As investigações, no entanto, para o jurista, também precisam ser
observadas a partir dos seus integrantes, de quem as conduziu. "As
instituições responsáveis como um todo estão passando por um processo de
desgaste, muito proveniente de ataques de diversas correntes
ideológicas. Mas, de certa forma, ajudadas pela própria postura de
certos agentes públicos, que não são maioria, mas que muitas vezes
terminam manchando diversas instituições".
Falta de apoio
Para o professor de Direito do Ibmec-MG, Vladimir Feijó, o fôlego das
investigações não é o mesmo e indica um fim tão logo. A falta de apoio
das ruas, pelo cansaço das manifestações e pela pandemia da Covid-19,
não alimenta a defesa da Operação. Nos últimos dias, as investigações
foram direcionadas a membros do PSDB, como o senador José Serra, eleito
por São Paulo.
Para Feijó, as ações movidas nesse momento, em casos próximos de
prescrição, fazem parte da estratégia de sobrevivência da Operação.

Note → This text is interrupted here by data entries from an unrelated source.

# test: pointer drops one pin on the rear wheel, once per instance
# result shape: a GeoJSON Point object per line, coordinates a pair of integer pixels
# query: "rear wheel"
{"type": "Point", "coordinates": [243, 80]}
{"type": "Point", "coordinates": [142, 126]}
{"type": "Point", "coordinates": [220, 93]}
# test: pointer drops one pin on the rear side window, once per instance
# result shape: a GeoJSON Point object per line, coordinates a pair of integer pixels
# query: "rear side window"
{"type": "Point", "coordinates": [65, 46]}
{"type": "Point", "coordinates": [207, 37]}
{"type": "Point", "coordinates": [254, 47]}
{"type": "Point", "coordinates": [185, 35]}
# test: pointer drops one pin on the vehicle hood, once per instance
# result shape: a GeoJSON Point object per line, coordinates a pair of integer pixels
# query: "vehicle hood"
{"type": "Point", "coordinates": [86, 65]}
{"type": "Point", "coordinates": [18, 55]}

"A minha impressão é que a força-tarefa parece estar soltando algumas
linhas de investigação contra outros partidos para tentar minimizar um
pouco as críticas que ela sempre recebeu por ser partidária".
Longevidade
Doutor em Direito e professor da Universidade Federal do Ceará, Daniel
Maia diz ser "indiscutível a importância da Lava Jato para o Brasil",
mas pontua que "tudo na vida tem um começo, meio e um fim", e que a
"Operação está se esticando demais a ter um fim".

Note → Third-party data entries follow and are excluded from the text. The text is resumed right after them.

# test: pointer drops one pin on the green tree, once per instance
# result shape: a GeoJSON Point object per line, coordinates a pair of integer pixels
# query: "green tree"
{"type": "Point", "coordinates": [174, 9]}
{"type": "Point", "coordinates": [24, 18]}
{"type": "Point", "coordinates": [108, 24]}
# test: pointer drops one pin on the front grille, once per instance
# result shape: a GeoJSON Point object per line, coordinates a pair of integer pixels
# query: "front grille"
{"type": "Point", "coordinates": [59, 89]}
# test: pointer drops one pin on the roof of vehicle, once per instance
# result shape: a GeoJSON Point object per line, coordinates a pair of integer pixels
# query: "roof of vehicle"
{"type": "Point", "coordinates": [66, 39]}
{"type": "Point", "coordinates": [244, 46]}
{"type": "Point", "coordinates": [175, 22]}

Segundo o jurista, "não há sentido que se dê o nome de Lava Jato a fase
41, 42, 43, e assim por diante. Teria que fazer novas operações".
Maia ressalta que a "Operação conseguiu atingir pessoas poderosas,
conseguiu punir exemplarmente pessoas poderosas, entre elas o
ex-presidente Lula". O professor aponta como um dos seus acertos "o fato
da mudança cultural que ela impôs ao País". "Hoje todo brasileiro sabe
que não importa se você é rico, poderoso, se você é um político. Se você
errar será punido".
Doutor em direito, o professor da Universidade Federal do Ceará, Felipe
Braga, relata que a Operação, no decorrer dos anos, foi sendo
fragilizada porque foram expostos os erros processuais. "A gente tinha
visto um grande clamor punitivo que pressionava de certo modo o
julgador, e o ex-juiz Sérgio Moro entrou nesse jogo. A gente sabe que o
magistrado não pode se deixar seduzir por palmas, mas não foi o que ele
fez", analisa Braga.
Braga lembra a dificuldade de fazer uma apuração contra nomes poderosos
do mundo da política e do mercado financeiro, e pontua que as
investigações desnudaram esquemas de corrupção, mas houve atropelos
processuais.
165 condenações no País
As investigações conseguiram condenar em primeira e segunda instância 165 pessoas envolvidas em desvios de corrupção.